Our Latest Recommendation for Lil’ Sprouts Book Club: Farewell to Fall
Lil’ Sprouts Book Club is a monthly Garden Collage feature where we spotlight nature- and garden-related books for kids age 2 and up that encourage green education. The books are designed to evoke the core mission of Garden Collage: to bring the garden (and nature) into people’s lives.
Little Tree by Loren Long
Age Range: 5 – 8
Simple, bright illustrations accompany Loren Long’s graceful story of accepting change and learning to grow. Little Tree showcases Long’s drawings, which span both pages with ease and innocence; color and design evolve with the story, echoing Little Tree’s journey. As the atmosphere of fall begins to fade into winter, Little Tree engages Lil’ Sprouts with the changing of seasons.
- Go outside and collect as many leaves of as many different colors as you can. Arrange them from red to yellow. Take a picture and email us at email@example.com!
- Go on a Fall Scavenger Hunt outside in a park or on a hike. Can you find something: old, young, soft, bigger than your hand, smaller than your eye, or crooked?
- What are all the adjectives that you can think of to describe fall?
- Why do leaves change color in the fall?
When fall begins, the days shorten and there is less and less sunlight. As the days darken and become cold, a molecule in the leaves of trees, chlorophyll, begins to breaks down. Chlorophyll allows plants to absorb energy from sunlight (transforming carbon dioxide and water into carbohydrates) and is responsible for leaves’ green color. In fact, chlorophyll is sometimes used as green food coloring! With dropping temperatures and little light, chlorophyll stops creating food for the tree, and the yellow and red colors in the leaf begin to show through.

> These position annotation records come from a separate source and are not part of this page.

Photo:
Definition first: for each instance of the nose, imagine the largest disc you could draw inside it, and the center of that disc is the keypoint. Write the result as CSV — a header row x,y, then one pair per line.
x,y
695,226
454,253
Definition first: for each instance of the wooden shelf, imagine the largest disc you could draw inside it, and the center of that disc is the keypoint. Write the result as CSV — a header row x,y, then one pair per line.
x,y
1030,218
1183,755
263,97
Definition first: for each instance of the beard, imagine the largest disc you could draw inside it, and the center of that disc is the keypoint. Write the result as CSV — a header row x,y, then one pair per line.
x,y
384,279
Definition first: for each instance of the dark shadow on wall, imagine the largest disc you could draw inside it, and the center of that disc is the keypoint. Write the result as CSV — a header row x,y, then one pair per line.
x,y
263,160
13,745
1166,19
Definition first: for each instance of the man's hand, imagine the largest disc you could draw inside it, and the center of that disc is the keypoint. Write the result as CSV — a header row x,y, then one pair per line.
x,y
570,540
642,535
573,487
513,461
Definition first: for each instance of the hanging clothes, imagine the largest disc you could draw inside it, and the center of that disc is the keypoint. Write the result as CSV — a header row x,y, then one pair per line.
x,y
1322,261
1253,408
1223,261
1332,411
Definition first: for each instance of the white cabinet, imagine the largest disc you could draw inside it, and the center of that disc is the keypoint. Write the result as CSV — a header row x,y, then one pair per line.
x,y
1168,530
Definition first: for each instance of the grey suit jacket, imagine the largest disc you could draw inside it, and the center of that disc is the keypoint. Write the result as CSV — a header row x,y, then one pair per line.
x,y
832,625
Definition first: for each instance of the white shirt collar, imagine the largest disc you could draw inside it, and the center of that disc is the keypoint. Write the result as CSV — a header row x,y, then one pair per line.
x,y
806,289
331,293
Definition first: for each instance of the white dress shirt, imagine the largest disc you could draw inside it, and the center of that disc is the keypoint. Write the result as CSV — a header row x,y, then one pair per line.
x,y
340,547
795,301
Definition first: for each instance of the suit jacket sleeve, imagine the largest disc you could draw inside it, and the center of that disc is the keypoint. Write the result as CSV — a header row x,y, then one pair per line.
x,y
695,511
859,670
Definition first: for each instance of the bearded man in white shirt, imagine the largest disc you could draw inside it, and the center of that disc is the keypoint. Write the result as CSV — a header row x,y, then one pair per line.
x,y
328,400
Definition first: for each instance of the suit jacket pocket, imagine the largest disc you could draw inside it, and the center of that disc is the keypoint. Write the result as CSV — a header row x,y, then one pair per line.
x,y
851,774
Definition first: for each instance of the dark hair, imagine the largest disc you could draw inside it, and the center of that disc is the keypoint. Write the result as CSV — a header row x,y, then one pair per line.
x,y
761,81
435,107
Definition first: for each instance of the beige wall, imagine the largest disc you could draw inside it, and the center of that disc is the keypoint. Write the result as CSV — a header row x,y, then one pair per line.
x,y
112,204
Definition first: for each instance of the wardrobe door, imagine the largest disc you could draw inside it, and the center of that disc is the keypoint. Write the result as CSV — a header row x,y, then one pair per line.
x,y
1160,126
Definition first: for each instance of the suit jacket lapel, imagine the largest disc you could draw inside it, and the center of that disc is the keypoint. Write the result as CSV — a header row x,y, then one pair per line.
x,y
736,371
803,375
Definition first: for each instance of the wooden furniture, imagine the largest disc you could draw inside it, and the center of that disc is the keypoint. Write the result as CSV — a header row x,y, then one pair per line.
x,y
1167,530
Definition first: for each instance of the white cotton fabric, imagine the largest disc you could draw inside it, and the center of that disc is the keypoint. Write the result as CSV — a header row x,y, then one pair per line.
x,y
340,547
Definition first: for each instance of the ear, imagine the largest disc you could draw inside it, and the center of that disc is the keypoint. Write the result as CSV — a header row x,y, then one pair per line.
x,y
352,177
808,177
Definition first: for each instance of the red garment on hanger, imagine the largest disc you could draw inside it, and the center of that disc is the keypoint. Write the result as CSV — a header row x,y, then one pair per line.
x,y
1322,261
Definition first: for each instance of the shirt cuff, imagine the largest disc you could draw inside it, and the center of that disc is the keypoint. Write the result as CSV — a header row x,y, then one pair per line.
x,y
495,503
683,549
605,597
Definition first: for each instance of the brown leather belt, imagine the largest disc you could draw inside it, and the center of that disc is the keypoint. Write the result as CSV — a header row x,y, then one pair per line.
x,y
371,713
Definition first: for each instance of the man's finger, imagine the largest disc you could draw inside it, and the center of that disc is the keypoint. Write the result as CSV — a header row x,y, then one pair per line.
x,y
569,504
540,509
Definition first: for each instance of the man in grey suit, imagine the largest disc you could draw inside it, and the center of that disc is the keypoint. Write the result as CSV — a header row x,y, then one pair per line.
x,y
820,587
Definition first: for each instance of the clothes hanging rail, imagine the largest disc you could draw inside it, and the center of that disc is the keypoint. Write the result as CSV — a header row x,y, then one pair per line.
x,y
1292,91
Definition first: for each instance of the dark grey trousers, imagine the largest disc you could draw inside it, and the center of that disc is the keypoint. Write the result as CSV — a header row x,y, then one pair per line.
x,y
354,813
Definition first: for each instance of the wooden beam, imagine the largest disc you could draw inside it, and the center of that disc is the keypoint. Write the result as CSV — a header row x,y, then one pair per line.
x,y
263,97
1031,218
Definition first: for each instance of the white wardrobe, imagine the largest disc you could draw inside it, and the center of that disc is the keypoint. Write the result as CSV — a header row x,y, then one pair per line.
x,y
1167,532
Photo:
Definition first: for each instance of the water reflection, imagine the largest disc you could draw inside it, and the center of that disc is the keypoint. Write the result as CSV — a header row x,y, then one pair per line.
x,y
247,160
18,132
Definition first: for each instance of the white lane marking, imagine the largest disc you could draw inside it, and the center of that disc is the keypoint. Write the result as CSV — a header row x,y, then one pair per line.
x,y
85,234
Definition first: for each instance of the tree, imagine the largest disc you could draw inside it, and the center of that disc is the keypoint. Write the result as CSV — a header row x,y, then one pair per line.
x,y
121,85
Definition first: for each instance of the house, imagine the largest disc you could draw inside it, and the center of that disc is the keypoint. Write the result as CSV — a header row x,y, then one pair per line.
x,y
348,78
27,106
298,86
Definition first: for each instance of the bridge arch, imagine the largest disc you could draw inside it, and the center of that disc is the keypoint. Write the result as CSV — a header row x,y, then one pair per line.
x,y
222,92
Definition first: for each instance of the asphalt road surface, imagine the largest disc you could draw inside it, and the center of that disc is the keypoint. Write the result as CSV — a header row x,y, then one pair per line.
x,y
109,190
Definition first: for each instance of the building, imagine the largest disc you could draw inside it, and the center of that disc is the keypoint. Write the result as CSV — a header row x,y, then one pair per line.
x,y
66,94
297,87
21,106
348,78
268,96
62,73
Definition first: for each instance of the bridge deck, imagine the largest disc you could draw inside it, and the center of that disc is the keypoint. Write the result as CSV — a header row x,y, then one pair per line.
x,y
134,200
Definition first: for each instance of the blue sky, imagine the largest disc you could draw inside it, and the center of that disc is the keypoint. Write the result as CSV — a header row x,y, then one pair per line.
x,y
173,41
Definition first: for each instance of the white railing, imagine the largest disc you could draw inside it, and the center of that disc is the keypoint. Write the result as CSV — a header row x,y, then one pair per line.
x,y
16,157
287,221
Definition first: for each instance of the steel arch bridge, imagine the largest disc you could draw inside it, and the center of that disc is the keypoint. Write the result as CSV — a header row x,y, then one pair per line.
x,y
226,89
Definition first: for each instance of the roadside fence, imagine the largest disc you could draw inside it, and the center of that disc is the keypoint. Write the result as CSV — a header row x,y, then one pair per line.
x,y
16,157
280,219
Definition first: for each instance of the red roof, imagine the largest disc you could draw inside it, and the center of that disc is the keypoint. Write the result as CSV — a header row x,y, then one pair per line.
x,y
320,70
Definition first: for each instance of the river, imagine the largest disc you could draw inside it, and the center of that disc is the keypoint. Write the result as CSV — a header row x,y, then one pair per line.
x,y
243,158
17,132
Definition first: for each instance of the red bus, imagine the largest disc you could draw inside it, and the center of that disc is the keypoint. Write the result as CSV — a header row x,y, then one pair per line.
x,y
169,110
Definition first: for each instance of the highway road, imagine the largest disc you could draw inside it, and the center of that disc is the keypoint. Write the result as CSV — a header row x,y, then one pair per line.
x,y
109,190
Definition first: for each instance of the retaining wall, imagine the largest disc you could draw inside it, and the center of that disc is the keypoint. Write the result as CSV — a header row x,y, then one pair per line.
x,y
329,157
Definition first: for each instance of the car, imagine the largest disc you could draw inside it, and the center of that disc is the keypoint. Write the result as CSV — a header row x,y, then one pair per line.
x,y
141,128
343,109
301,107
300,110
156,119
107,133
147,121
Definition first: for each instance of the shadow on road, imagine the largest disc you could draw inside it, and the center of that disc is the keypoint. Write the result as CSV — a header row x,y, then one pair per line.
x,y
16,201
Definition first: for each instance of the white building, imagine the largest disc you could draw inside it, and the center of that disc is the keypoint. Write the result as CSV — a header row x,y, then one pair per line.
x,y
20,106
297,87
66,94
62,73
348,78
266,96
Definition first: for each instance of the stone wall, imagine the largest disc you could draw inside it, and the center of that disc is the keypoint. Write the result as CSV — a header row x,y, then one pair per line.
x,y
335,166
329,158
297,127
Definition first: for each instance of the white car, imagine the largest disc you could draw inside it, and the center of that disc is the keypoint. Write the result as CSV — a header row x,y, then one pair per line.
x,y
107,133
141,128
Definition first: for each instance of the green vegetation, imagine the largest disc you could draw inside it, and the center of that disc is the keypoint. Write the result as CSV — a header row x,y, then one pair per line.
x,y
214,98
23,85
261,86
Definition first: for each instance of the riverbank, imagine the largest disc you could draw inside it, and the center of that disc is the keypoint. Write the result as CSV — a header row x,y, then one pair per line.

- Why do leaves fall off of the tree?
To help trees survive the colder temperatures of winter, a layer develops separating the leaf from the branch, until the wind blows the leaf right off. In the warmer months, the tree loses water through its leaves, but during the winter, it does not receive enough water to replace what it has lost so it must shed its leaves in order to survive. When spring arrives, the tree grows new leaves.
Keeping a Nature Journal: Discover a Whole New Way of Seeing the World by Clare Walker Leslie & Charles E. Roth
Age Range: 14+ (with activities for the whole family)
In Keeping a Nature Journal, Leslie and Roth present a calm, old fashioned approach to interacting with nature, one that encourages diverse forms of contact with the great outdoors. Guided exercises–from the creative (experimenting with drawing materials) to the scientific (how to set up your own research project)–focus on observation and appreciation (a seasonal complement to the holidays). Each of the activities seeks to develop a sense of place, and to equip the reader with specific skills like meditation or understanding basic drawing principles. With a chapter exclusively devoted to experiencing and enjoying nature in the winter, Keeping a Nature Journal is an ideal choice as the weather starts to turn cold.